After WWII, torpedo bomber pilot Leon Frankel traveled to Palestine in 1948 and flew 25 missions in the early years of the Israel Air Force.
Leon Frankel, an American aviator whose exploits fighting for the nascent State of Israel were featured in a documentary, has died at age of 92.
Frankel, who died Oct. 7 in his native Minnesota, had his exploits spotlighted in the 2014 film “Above and Beyond,” which describes the beginnings of the Israel Air Force.
Trained as a torpedo bomber pilot during World War II, Frankel took off in February 1945 from the aircraft carrier USS Lexington for the first US Navy raid on Tokyo. In a subsequent raid he was instrumental in sinking a Japanese cruiser and protecting his squadron commander, whose plane was badly damaged.

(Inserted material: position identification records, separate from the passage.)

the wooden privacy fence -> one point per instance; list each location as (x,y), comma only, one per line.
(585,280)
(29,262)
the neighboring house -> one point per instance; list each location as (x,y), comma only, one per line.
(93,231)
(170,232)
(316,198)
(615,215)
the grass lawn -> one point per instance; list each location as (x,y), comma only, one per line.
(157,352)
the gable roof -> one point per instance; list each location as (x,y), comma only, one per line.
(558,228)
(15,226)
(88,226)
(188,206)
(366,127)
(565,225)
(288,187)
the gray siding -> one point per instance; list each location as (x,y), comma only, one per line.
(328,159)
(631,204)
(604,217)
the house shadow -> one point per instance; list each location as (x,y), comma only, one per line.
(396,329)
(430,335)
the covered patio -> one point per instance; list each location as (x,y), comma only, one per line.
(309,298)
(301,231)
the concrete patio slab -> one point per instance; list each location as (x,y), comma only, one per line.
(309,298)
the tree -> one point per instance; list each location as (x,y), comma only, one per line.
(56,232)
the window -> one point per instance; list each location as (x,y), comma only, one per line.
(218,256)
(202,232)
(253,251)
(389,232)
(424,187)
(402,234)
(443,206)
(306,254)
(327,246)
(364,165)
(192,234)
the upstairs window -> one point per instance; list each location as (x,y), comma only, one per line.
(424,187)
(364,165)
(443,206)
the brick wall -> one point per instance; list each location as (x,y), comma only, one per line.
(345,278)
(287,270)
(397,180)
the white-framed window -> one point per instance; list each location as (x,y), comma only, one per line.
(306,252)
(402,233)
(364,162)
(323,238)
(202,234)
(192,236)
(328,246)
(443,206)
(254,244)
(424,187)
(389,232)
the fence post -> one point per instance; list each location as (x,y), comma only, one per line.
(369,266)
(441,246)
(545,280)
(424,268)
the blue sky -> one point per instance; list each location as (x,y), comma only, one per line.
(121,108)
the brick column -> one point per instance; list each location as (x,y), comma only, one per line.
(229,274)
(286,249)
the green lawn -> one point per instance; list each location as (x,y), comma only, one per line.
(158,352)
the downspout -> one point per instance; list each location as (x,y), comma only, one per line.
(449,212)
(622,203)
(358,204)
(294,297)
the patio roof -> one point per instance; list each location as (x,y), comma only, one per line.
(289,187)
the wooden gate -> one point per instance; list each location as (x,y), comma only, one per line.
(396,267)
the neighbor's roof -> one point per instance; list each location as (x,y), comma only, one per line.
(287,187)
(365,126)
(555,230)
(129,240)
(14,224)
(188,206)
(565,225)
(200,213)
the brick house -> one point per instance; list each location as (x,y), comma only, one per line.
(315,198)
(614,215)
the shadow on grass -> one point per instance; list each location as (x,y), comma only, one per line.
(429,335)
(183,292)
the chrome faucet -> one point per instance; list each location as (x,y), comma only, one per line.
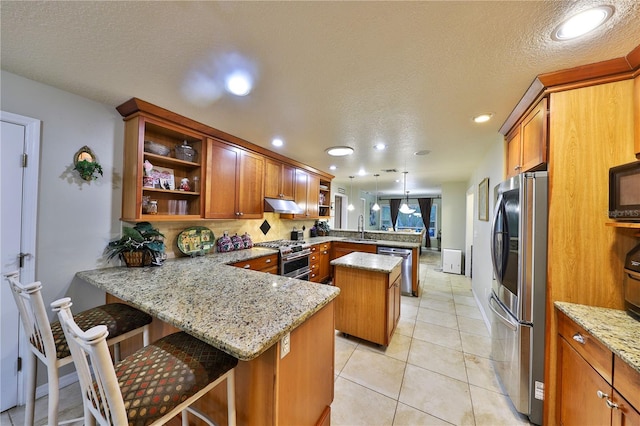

For his actions, Frankel was recognized with the Navy Cross, two Distinguished Flying Crosses, three Air Medals and two Presidential Citations.
In 1948, with the Jewish state about to declare its independence, Frankel traveled clandestinely to Israel. He joined the country’s first fighter squadron and flew 25 missions, ironically in the Czech version of Nazi Germany’s famed Messerschmidt-109.
He explained his motivation to fight for Israel in a letter last year to the Minneapolis StarTribune, responding to an Op-Ed column that labeled Frankel and his fellow volunteers as “American jihadists.”
“I could not stand idly by, with my experience, while a second Holocaust loomed, with the Arab nations telling the world they were going to destroy the Jewish state,” Frankel wrote.
Frankel later established a car dealership, married and eventually settled in Minnetonka, Minnesota.